Almost by definition, avid gun-magazine readers want the inside scoop on the latest firearms and ammo. But do they also want to peek behind the media curtain? It sure seems so judging from retrospective books periodically offered by “name” gunwriters. The latest shooting scribe to spill his guts is Jon R. Sundra, whose, Hell, I’m Still Here! Fifty Years a Gunwriter, more than delivers on a title that says quite a lot itself.
The newly released hardcover volume from Safari Press is every bit as loaded as a consequential half-century could make it: there are vignettes (gossip, if you will) of colorful big shots from the heyday of gun “journalism;” highlights from a uniquely varied track to success and longevity; and, thankfully, plenty of pure gun stuff.
Following a high-school salesmanship demo on the H&R M922 revolver that garnered more positive responses than raised eyebrows (yeah, it was 1957), Jon has been talking guns professionally via nearly every major shooting journal from the 1960s through present. Major outlets have included: Gun Digest, Shooting Times, Guns & Ammo, Petersen’s Hunting, Guns, Shooting Illustrated, Guns & Hunting and Safari, not to mention his unique 22-year stint as sole author and editor of the annual magazine, the Complete Rifleman. Readers knew the Sundra byline meant cogent technical descriptions free of pretentious jargon, measured opinions and a starchy wit.
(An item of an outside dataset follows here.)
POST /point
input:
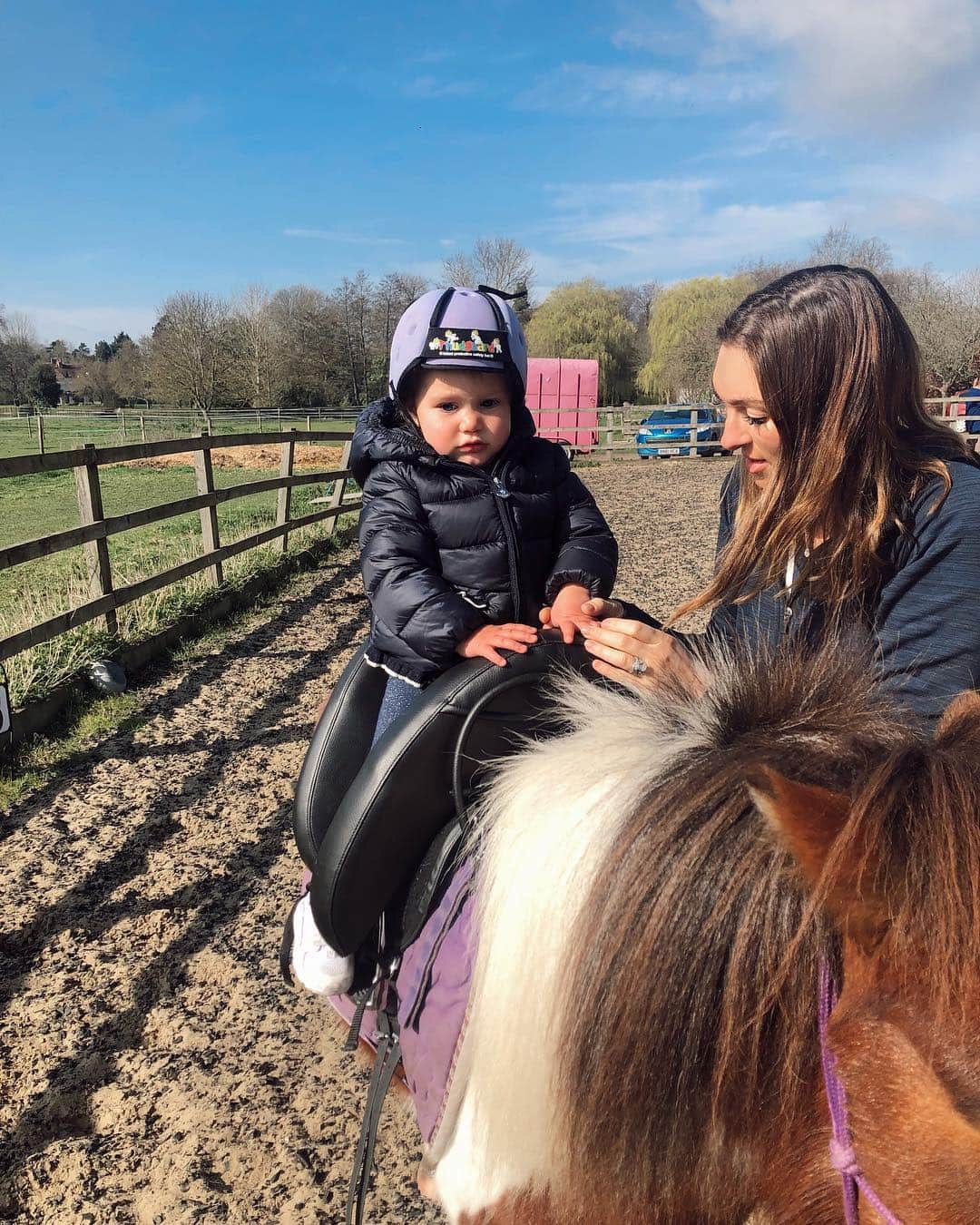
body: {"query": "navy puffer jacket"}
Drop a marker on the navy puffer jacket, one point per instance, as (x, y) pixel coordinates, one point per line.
(447, 546)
He doted on 7 mm cartridges, developed his signature JRS wildcat-cartridge series, was a fixture at northeastern hunting camps on both sides of the U.S.-Canada border, and nearly kept a promise to hunt Africa by age 35.
Early on Jon found himself tossed in with writers and editors who were practically household names to greatest-generation audiences: Jack O’Connor, Elmer Keith, Bill Jordan, Jack Lewis, Bob Milek, Howard French, and long-time American Rifleman Field Editor Charles Askins, who offered to help Jon with a troublesome neighbor, vowing, “… I could make that problem go away. Just say the word.” Fans of these men and their high-spirited writing will appreciate chapters devoted to off-the-cuff personal glimpses you can’t find elsewhere. But what comes through even stronger is the lifestyle, the jet-setting perks and hard-drinking camaraderie that held their fraternity together. Though competitors, those guys knew how to have fun, and you can just about see the sly grin as Jon recounts hijinks they unleashed on the world.
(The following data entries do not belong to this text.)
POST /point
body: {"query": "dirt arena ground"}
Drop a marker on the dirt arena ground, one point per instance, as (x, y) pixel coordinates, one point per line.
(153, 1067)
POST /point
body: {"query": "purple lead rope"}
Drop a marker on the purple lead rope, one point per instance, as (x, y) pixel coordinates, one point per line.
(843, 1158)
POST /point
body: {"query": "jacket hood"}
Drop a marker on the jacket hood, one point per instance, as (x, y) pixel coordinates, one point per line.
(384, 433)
Jon’s foremost expertise is hunting rifles, and in particular he self-identifies as “… a bolt-action guy.” Accordingly, his career heavily slanted toward big-game subject matter, and I’m Still Here! documents an amazing hunting resume and the tales it inspired. Those adventures took him around the globe, and among other things, chapters recap multiple trips to Africa, along with a comparatively measured take on Cape buffalo. Sans the all-too-common hyperbole, Sundra says that more than anything, Africa’s dangerous bull deserves our respect.
The author clearly has a thing for bears, too. He lived for many years in western Pennsylvania, home to a unique bear-drive culture, and has traveled across North America in pursuit. In “Bear With Me,” he recalls offbeat behavior, close calls and the thrill of taking a big one. Also revealed are a couple of times when Jon anointed troublesome characters, one with aged Cognac and the other with a liquid substance we won’t specify for the sake of spoiling the fun.
Scenes from stellar hunts are provided via the book’s rich photo package, along with a peek into Jon’s trophy room, plus snaps of fellow writers, shooting-industry luminaries and other notables with whom he crossed paths.
Interesting to me was learning about Jon’s sideline as a firearm-industry consultant. This decades-long avocation has involved chores like advertising coordination, press relations and product design. Often working with European companies, at one time or another he was been affiliated with: Husqvarna, Franchi, Llama, Sako, Zeiss, Leica, Norma, Fajen, Gamo, Schmidt & Bender, Legacy Sports and E.R. Shaw. Perhaps his biggest consulting gig was with Rutland Plywood, maker of laminated stocks. Jon was an early and persistent proponent of laminates for hunting rifles and after he hooked up with Rutland it soon became the world’s predominant producer. As such, he’s due much credit for the popularity laminates enjoy today.
One chapter I found hilarious is “I Get Mail,” wherein the author shares a sampling of the quirky, and sometimes belittling letters he receives. Perhaps it’s an “inside baseball” kind of fascination since I too am the recipient of such mail. For professional and personal reasons my responses are as straightforward as I can make them. But sure enough, I identified with the snarky context Jon provides. If readers truly want a taste of gunwriter life, just read this section.
Fitting of a long career packed with countless shots downrange, numerous mornings in hunting camp, and seeing one’s work in print many times over, Jon has assembled a deep chronicle that’s well worth reading, and not just by his fans. For all red-blooded gun cranks who have kept up with their passion through enthusiast magazines, Hell, I’m Still Here! Fifty Years a Gunwriter, is a validation of our kind.